Enfin, les essais randomisés de la resynchronisation sont suffisamment nombreux pour qu’il en ait été fait une méta-analyse [6].

Treize études, totalisant 3337 patients, ont été identifiées. La mortalité associée à la télésurveillance ressort à 0,76 IC95% [0,62-0,93].

Les modalités de la télésurveillance et les délais de réaction après une alerte étant variables d’une étude à l’autre, la méta-analyse montre également que plus les rapports sont émis fréquemment, et davantage encore, plus la réaction est rapide en cas d’alerte, plus le bénéfice de survie de la télésurveillance est important.

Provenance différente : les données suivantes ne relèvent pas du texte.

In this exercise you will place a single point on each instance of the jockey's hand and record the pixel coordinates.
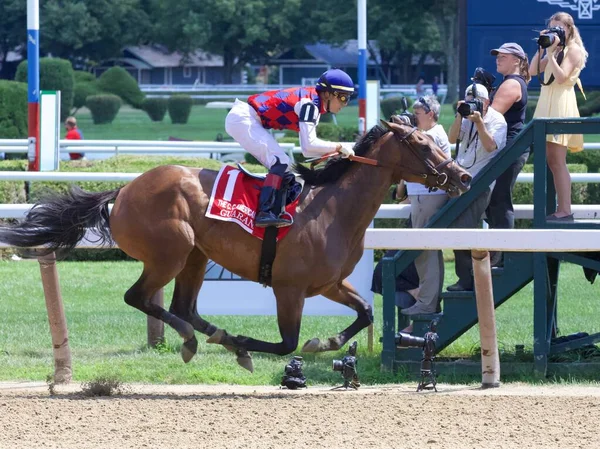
(345, 151)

L’homogénéité des résultats

Dans sa conclusion, le Dr Lazarus a relevé les limitations potentielles d’un certain nombre d’études, notamment l’absence de randomisation des registres, des données incomplètes sur les profils cliniques et les comorbidités des patients, les biais lié au médecin ou au patient en faveur de la télésurveillance, etc…

Reste la convergence des données.

« Les analyses rétrospectives sur des cohortes importantes dans la vraie vie, et les études prospectives récentes sont concordantes, quel que soit le fabricant, et montrent une importante réduction de la mortalité totale chez les patients télésuivis ».

Le Dr Arnaud Lazarus déclare des liens d’intérêt avec tous les fabricants de PM et de défibrillateurs.

 

REFERENCE:

1. Lazarus A. May remote monitoring impact on survival ? Session Impact of remote monitoring of cardiac implantable electronic devices on disease management. Congrès Cardiostim. Nice, 18 juin 2014.

2. Saxon LA, Hayes DL, Gilliam FR et coll. Long-term outcome after ICD and CRT implantation and influence of remote device follow-up: the ALTITUDE survival study . Circulation. 2010 Dec 7;122(23):2359-67

3. Suneet Mittal et coll. Late-Braking Clinical Trial 1. Congrès HRS 2014.

4. De Simone et coll. HRS 2014. Poster.

5. Hindricks G. In-Time study : wireless monitoring of implanted heart devices improves patient outcomes. ESC2013. 1er septembre 2013.

6. Nakamura N, Koga T, Iseki H. A meta-analysis of remote patient monitoring for chronic heart failure patients. Journal of Telemedecine and Telecare 2014 ; 20(1) : 11-17.